Chan Heung spent the next four years learning the Li Gar style under Li Yau-San's instruction. Impressed with Chan Heung's martial arts abilities Li Yau-San suggested he then train with a Shaolin monk called Choy Fook (蔡褔) to learn Choy Gar, a northern Shaolin style, as well as Chinese medicine and other Shaolin techniques. Choy Fook had learned his martial arts from Jue Yuan Monk (李友山), Yi Guan Monk (一贯禅师), Li Sou (李叟), Bai Yu Feng (白玉峰) and Cai Jiu Yi (蔡九仪). There is some speculation that Choy Fook also studied under Choy Gau Yee (蔡九儀), the founder of Choy Gar.

Choy Fook lived as a recluse on Lou Fu mountain and no longer wished to teach martial arts. Chan Heung set out to Lau Fu mountain to find him. Choy Fook, had been seriously burned and his head had healed with scars. This gave him the nickname "Monk with the Wounded Head" (爛頭和尙). Using that description, Chan Heung eventually located the monk and handed him a letter of recommendation from Li Yau-San. However, Chan Heung was disappointed when Choy Fook turned him down. After much begging Choy Fook agreed to take the young man as a student, but only to study Buddhism.

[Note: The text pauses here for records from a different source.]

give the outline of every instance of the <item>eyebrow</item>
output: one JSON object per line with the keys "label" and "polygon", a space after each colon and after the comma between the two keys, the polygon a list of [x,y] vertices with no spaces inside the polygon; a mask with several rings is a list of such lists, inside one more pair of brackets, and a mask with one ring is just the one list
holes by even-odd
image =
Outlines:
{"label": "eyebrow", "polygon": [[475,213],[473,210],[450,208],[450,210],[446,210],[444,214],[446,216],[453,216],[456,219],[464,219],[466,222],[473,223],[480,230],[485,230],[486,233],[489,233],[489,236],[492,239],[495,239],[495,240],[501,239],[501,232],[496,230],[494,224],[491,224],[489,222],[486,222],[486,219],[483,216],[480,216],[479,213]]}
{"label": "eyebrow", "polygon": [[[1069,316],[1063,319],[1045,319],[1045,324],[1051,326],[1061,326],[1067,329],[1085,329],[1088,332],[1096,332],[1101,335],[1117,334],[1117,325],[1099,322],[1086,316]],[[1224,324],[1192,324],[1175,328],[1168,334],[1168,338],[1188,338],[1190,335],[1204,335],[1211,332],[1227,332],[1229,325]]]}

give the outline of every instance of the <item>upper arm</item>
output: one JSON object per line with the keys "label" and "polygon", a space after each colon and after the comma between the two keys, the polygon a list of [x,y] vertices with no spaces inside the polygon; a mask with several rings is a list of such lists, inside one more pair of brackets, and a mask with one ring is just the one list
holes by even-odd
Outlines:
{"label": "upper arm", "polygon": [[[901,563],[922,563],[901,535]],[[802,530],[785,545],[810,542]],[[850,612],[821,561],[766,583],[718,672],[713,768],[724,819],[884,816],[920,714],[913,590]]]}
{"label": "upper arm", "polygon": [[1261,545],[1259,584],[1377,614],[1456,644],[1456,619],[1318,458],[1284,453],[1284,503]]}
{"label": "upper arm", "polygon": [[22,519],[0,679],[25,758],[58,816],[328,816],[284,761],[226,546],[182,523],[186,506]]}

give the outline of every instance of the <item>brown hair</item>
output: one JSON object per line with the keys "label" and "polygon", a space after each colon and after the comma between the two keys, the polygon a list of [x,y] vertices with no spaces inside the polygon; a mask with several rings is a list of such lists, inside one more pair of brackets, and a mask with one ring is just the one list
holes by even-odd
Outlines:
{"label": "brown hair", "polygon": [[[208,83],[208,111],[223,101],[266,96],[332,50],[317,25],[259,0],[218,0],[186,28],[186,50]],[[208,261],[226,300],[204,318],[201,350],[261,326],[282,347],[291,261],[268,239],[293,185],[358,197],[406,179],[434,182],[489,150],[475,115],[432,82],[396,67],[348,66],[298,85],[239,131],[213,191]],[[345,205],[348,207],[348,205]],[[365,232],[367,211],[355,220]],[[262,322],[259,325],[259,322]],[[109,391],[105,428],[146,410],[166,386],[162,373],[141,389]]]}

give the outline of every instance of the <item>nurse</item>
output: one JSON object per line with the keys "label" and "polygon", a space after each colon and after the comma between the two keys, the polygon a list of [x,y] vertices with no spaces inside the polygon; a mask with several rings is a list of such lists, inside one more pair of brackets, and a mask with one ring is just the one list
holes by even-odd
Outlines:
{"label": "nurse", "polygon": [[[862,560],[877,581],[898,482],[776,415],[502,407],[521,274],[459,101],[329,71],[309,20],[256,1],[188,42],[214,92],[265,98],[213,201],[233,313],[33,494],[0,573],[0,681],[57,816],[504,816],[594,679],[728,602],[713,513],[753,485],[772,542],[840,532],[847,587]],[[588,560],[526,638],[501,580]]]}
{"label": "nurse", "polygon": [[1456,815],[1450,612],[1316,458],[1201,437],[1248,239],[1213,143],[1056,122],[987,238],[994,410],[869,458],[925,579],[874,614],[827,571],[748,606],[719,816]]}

One morning, when Chan Heung was practicing his kung fu, Choy Fook pointed to a heavy rock and told him to kick it into the air. Chan Heung exerted all of his strength as his foot crashed against the rock, sending it twelve feet away. Instead of being complimented, Choy Fook placed his own foot under the heavy rock and effortlessly propelled it through the air. Chan Heung was awestruck by this demonstration. Again he begged Choy Fook to teach him his martial arts. This time the monk agreed, and for nine years Choy Fook taught Chan Heung both the way of Buddhism and the way of martial arts.

When he was twenty-eight, Chan Heung left Choy Fook and returned to King Mui village in 1834, where he revised and refined all that he had learned. In 1835 Choy Fook gave Chan Heung advice in the form of a special poem known as a double couplet.

龍虎風雲會, The dragon and tiger met as the wind and the cloud.
徒兒好自爲, My disciple, you must take good care of your future.
重光少林術, To revive the arts of Shaolin,
世代毋相遺. Don't let the future generations forget about this teaching.

In 1836, he formally established the Choy Li Fut system, named to honor the Buddhist monk Choy Fook who taught him Choy Gar, Li Yau-San who taught him Li Gar, and his uncle Chan Yuen-Woo who taught him Fut Gar, to honor the Buddha from which the art was named. Chan Heung died on 20 August 1875.

==Popular culture==
In 1988, Hong Kong broadcaster TVB adapted a wuxia TV series of the life of Chan Heung, featuring Meng Fei. The title of the series is called "The Rise Of A Kung Fu Master" (南拳蔡李佛). Its first airing was on 18 January 1988 and currently features 20 episodes.